The treatment of adult GIST was revolutionized in 1998 by the discovery that activating KIT mutations were a primary feature in the biology and progression of these tumors (20). Prior to this, there were no diagnostic codes specifically identifying GIST as a unique subtype of sarcoma and they were often lumped in with more aggressive subtypes of intestinal sarcoma (1,3). However, their identification as a unique type of tumor with a unique biology occurred nearly simultaneously with the arrival of tyrosine kinase inhibitors (TKIs) which were being developed for the treatment of chronic myelogenous leukemia. This ushered in a new era in the treatment of GIST. TKIs are now the mainstay of treatment for metastatic adult GIST and for certain high-risk subtypes of localized disease (21). In rare circumstances, they are even utilized in a neoadjuvant fashion for advanced, localized disease when tumor shrinkage would allow for decreased perioperative morbidity (22,23). However, this last strategy is even more rarely used in the pediatric population as certain case reports have suggested worse outcomes when using this approach (24).

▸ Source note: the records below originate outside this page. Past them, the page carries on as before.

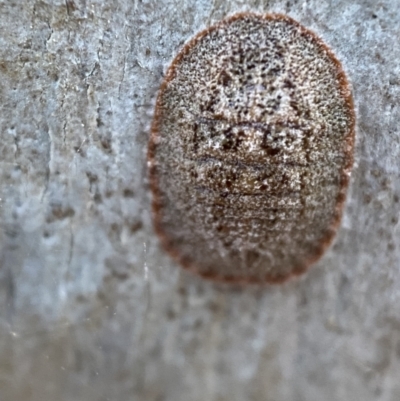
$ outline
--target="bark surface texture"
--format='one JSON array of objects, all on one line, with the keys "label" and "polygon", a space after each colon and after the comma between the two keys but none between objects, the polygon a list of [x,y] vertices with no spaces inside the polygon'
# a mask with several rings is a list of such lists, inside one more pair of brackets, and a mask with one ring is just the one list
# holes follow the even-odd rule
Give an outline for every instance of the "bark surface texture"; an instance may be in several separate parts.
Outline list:
[{"label": "bark surface texture", "polygon": [[[352,84],[324,257],[280,286],[178,267],[151,222],[157,90],[196,33],[286,13]],[[0,0],[0,399],[400,399],[400,1]]]}]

Unfortunately, the majority of Pediatric/WT GIST do not express these mutations in KIT and PDGFRA, and consequently have proven less responsive to traditional TKI treatment. The predominant mutation in Pediatric/WT GIST is an inactivating mutation in the SDH gene complex. Despite this being the most common mutation, these tumors are highly heterogeneous as a group and are associated with numerous other activating mutations primarily in FGF4 (fibroblast growth factor 4), BAALC (brain and acute leukemia, cytoplasmic), IGF1R (insulin-like growth factor I receptor), NELL1 (NEL-like 1), CRLF1 (cytokine receptor-like factor 1), PLAG1 (pleomorphic adenoma gene 1), and FGF3 (fibroblast growth factor 3) (16). Interestingly, tumor biology also seems to relate to the anatomy in WT and pediatric GIST as SDH-deficient tumors appear to be exclusively gastric in location (25). Due to the complexity of the mutations involved in pediatric/WT GIST and its consequences on therapeutic management, it cannot be stressed enough the importance of referral to specialized centers when determining adjuvant therapies for the pediatric patient presenting with GIST.
Similar to the treatment of adult GIST, if the primary tumor is completely resected at the time of the initial surgery with no tumor spillage, then no adjuvant therapy is warranted. However, the patient will need close follow-up given the high rate of recurrence in these cases. In the case of non-localized tumor, adjuvant therapy with imatinib has not been shown to be of benefit in pediatric/WT GIST when the group is considered as a whole (23). However, the heterogeneous nature of these tumors means that these findings need to be considered in light of the tumor biology on a case-by-case basis as the sensitivities of the numerous different mutations found in these tumors are not well studied (26,27). For example, recent reports have demonstrated that SDHA-mutated GIST subtype is imatinib responsive, likely because this mutation does not cause an inactivation of the SDH-complex (28). Multiple studies have also demonstrated that second generation TKIs show improved activity against these subsets of tumors (29), thought likely due to its broadened activity against KIT, PDGFRA, PDGFRB, and VEGFR (30). Studies by Janeway and Reichardt have also shown that second-generation TKIs have shown slowed progression of disease with imatinib-resistant GIST in both adult and pediatric patients (31,32).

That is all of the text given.